Elasticsearch Cluster

This folder contains a Terraform module to deploy an Elasticsearch cluster in AWS on top of an Auto Scaling Group. The idea is to create an Amazon Machine Image (AMI) that has Elasticsearch installed using the install-elasticsearch module.

In a non-production setting, you can install Elasticsearch tools such as Kibana and ElastAlert on the same AMI. In a production setting, Elasticsearch should be the sole service running on each Elasticsearch node.

How do you connect to the Elasticsearch cluster?

Connecting to Elasticsearch via Official Elasticsearch Clients

The preferred way to connect to Elasticsearch is to use one of the official Elasticsearch clients. All official Elasticsearch clients are designed to discover multiple Elasticsearch nodes and distribute reuqests across the various nodes.

Therefore, using a Load Balancer to talk to Elasticsearch APIs (e.g., via an SDK) is NOT recommended, so you will need to get the IPs of the individual nodes and connect to them directly. Since those nodes run in an Auto Scaling Group (ASG) where servers can be added/replaced/removed at any time, you can't get their IP addresses from Terraform. Instead, you'll need to look up the IPs using the AWS APIs.

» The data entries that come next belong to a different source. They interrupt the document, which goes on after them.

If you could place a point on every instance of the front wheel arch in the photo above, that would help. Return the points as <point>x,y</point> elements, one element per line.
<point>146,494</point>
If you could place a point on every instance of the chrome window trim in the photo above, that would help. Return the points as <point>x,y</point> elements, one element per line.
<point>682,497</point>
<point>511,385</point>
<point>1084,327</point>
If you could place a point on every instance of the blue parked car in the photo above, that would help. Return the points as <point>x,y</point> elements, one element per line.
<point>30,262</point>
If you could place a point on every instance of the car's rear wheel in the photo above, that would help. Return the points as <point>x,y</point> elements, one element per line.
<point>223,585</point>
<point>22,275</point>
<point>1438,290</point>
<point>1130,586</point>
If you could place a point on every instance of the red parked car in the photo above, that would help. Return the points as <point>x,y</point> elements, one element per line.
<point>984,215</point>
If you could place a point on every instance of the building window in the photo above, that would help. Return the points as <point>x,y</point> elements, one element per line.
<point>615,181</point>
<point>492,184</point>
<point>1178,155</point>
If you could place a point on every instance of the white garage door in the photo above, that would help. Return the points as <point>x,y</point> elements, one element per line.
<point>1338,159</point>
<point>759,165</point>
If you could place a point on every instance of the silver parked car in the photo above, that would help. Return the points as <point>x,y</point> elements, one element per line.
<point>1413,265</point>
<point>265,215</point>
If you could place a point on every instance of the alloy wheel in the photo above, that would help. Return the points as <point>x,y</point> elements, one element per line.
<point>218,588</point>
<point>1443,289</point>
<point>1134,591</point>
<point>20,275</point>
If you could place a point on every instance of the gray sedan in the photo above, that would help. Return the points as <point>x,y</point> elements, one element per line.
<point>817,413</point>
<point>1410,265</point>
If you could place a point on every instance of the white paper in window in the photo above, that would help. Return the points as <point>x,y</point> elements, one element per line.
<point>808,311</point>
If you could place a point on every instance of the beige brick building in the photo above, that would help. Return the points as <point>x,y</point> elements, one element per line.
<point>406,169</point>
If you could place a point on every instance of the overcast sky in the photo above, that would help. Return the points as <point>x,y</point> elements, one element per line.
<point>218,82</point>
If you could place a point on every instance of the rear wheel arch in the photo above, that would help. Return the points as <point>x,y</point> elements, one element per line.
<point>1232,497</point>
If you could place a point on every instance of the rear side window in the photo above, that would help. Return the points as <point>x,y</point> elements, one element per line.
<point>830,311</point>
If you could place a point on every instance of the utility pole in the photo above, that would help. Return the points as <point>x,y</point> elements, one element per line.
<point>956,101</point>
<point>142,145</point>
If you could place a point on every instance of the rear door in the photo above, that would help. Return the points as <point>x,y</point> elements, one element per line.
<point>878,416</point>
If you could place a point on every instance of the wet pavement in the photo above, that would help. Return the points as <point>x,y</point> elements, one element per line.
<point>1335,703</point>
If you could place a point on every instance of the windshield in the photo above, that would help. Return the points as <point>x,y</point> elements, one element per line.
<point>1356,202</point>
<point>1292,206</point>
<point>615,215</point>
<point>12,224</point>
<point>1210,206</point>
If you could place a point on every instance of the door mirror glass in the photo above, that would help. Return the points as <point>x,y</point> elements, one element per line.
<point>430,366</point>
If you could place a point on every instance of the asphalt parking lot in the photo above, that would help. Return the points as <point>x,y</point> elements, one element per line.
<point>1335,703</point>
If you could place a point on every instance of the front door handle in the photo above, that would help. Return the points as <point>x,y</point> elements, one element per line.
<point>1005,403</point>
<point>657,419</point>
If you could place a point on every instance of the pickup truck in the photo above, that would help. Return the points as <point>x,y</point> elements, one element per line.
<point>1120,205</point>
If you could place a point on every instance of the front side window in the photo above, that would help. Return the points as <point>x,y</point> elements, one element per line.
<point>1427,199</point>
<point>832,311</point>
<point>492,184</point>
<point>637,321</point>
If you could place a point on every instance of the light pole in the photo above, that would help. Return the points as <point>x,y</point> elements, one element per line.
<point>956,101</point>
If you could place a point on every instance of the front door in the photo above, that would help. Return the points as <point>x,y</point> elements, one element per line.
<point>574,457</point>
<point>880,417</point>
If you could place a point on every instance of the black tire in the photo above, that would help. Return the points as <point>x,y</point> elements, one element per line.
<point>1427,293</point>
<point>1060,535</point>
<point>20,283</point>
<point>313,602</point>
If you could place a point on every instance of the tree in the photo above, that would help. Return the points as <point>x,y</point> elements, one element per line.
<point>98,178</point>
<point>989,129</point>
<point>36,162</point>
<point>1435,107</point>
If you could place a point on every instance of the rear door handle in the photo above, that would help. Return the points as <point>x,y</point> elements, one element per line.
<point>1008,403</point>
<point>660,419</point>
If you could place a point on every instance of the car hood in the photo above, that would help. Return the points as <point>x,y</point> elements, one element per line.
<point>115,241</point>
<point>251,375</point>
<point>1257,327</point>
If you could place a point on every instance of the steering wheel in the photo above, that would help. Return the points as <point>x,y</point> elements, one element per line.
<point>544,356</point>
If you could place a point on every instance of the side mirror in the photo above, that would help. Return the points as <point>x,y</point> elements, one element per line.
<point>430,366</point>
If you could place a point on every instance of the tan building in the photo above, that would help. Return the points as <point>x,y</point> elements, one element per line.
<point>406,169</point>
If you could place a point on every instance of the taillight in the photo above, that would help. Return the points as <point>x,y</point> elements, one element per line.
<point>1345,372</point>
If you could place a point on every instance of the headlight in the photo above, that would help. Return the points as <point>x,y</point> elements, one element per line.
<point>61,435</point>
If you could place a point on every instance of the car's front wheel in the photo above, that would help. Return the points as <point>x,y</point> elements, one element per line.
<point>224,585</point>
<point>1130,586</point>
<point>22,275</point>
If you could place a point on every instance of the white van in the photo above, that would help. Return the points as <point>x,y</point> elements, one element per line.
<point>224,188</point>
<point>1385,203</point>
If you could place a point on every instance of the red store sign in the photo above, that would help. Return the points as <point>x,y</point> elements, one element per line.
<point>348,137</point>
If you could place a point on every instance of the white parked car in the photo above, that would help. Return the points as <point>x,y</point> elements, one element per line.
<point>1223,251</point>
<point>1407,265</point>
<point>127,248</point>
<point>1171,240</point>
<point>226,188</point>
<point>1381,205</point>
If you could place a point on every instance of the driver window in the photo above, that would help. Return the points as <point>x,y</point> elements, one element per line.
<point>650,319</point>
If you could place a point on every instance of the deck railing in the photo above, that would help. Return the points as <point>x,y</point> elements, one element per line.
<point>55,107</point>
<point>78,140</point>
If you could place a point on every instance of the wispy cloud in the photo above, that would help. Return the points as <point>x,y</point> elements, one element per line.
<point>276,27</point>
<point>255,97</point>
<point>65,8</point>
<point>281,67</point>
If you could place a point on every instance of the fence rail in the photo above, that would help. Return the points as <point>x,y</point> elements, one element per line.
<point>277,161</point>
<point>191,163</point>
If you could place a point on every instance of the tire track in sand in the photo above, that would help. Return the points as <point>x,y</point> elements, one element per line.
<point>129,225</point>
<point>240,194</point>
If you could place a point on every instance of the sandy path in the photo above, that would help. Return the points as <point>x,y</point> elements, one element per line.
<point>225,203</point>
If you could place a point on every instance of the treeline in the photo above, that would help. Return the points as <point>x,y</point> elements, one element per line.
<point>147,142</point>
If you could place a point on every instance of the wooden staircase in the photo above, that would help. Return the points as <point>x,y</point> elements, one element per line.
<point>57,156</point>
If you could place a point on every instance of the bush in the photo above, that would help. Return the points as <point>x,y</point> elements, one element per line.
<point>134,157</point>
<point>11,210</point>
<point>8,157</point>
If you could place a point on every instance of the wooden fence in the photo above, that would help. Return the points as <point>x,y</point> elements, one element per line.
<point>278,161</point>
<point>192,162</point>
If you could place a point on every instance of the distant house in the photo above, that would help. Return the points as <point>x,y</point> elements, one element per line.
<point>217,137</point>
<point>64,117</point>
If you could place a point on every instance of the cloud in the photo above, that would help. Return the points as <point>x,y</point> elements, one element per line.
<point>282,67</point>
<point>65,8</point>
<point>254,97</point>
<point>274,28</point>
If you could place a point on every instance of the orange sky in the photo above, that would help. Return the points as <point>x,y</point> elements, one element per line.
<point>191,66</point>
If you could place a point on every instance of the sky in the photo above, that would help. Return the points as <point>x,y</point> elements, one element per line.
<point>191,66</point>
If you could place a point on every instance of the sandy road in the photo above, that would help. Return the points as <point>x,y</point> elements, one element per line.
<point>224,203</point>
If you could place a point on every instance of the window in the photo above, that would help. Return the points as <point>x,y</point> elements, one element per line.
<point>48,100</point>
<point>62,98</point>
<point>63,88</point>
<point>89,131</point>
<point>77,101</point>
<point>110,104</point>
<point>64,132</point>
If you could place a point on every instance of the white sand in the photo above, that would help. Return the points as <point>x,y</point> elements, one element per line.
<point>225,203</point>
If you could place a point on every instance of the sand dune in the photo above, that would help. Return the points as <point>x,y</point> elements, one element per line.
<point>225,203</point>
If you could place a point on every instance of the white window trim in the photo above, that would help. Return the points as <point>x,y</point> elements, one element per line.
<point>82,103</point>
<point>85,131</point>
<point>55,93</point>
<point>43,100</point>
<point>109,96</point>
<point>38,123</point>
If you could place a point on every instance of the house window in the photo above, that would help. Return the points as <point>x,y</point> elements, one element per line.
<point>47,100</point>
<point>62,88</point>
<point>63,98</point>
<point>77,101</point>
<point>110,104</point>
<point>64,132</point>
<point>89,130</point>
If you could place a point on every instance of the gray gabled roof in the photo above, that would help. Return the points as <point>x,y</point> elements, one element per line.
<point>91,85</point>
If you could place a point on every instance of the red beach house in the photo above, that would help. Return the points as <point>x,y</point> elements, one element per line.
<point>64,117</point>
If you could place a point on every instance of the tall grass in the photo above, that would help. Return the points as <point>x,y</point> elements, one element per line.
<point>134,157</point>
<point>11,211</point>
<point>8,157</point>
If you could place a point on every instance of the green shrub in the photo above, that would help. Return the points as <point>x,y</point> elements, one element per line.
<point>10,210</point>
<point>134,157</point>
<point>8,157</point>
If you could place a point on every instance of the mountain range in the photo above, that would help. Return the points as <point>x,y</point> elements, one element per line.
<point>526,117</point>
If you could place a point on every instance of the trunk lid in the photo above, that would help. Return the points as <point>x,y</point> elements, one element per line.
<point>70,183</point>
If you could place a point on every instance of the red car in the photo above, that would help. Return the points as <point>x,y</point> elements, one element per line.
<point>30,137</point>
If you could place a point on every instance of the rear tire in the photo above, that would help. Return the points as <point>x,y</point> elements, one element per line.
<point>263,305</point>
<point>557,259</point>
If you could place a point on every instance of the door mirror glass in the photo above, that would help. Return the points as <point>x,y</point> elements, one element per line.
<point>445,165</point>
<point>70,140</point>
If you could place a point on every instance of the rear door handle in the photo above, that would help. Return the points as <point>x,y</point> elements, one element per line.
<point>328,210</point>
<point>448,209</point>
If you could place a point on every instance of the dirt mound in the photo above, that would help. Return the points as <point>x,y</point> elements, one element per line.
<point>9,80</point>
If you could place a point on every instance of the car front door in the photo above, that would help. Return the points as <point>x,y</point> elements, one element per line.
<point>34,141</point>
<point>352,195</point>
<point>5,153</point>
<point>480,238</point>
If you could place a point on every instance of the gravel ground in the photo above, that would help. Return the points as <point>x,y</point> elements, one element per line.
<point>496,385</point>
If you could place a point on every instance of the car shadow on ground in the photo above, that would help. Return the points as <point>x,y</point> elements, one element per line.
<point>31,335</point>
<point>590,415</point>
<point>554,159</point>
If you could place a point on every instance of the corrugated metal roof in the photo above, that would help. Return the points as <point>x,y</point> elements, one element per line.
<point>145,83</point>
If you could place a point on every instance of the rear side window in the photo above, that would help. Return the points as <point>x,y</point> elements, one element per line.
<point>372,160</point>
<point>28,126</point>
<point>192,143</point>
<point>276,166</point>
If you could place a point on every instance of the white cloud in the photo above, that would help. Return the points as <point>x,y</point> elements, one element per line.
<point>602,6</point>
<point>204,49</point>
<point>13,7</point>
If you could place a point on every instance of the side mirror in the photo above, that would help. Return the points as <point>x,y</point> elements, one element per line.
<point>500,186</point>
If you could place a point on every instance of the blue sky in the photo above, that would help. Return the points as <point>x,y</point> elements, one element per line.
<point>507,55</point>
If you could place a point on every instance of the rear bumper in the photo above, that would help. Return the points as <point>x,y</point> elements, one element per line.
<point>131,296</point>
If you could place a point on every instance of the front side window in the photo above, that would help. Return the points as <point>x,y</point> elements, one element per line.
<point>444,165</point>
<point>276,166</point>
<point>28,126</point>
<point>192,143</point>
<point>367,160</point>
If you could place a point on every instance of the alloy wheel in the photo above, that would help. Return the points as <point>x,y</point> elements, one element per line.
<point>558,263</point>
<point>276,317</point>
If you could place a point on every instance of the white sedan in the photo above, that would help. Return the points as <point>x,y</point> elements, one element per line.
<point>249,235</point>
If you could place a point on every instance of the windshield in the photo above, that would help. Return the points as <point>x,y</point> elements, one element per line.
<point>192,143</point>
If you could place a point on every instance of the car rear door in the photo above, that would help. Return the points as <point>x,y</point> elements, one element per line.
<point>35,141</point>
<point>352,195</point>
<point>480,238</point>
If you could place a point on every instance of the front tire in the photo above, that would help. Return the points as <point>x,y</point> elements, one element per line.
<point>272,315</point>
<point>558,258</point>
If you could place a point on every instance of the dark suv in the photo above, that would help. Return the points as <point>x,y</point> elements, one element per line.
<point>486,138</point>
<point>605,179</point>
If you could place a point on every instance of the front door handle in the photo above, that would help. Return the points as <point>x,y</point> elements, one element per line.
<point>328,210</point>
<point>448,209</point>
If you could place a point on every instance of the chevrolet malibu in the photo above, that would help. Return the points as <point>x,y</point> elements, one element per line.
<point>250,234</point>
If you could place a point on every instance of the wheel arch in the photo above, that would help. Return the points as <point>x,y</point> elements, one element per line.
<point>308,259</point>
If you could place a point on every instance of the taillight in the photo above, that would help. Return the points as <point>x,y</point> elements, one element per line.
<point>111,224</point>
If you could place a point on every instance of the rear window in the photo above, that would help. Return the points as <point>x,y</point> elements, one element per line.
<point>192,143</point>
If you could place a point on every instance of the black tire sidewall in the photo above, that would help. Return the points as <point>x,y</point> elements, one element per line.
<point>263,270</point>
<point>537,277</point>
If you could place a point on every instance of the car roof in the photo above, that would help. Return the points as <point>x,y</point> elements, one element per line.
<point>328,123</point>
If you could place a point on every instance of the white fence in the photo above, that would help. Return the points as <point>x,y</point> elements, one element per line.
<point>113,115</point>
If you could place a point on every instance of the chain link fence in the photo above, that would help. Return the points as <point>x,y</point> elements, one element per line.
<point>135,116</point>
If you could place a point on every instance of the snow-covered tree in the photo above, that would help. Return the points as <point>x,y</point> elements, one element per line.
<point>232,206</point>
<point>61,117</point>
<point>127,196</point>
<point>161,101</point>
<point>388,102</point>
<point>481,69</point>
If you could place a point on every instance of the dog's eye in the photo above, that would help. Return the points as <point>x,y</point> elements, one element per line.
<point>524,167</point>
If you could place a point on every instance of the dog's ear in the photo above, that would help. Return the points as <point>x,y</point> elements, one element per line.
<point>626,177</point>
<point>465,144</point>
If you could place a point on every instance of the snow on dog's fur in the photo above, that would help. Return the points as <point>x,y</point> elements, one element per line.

The easiest way to do that is to use the AWS SDK to look up the servers using EC2 Tags. Each server deployed by the elasticsearch-cluster module has its Name and aws:autoscaling:groupName tag set to the value you pass in via the cluster_name parameter. You can also specify custom tags via the tags parameter. You can use the AWS SDK to find the IPs of all servers with those tags.

For example, using the AWS CLI, you can get the IPs for servers in us-east-1 with the tag Name=elasticsearch-example as follows:

aws ec2 describe-instances \
    --region "us-east-1" \
    --filter \
      "Name=tag:Name,Values=elasticsearch-example" \
      "Name=instance-state-name,Values=running"

This will return a bunch of JSON that contains the IPs of the servers. You can then use the Elasticsearch client for your programming language to connect to these IPs.

Connecting via the REST API

Elasticsearch exposes a RESTful API that you can directly access using curl or any other programming language feature that makes HTTP requests.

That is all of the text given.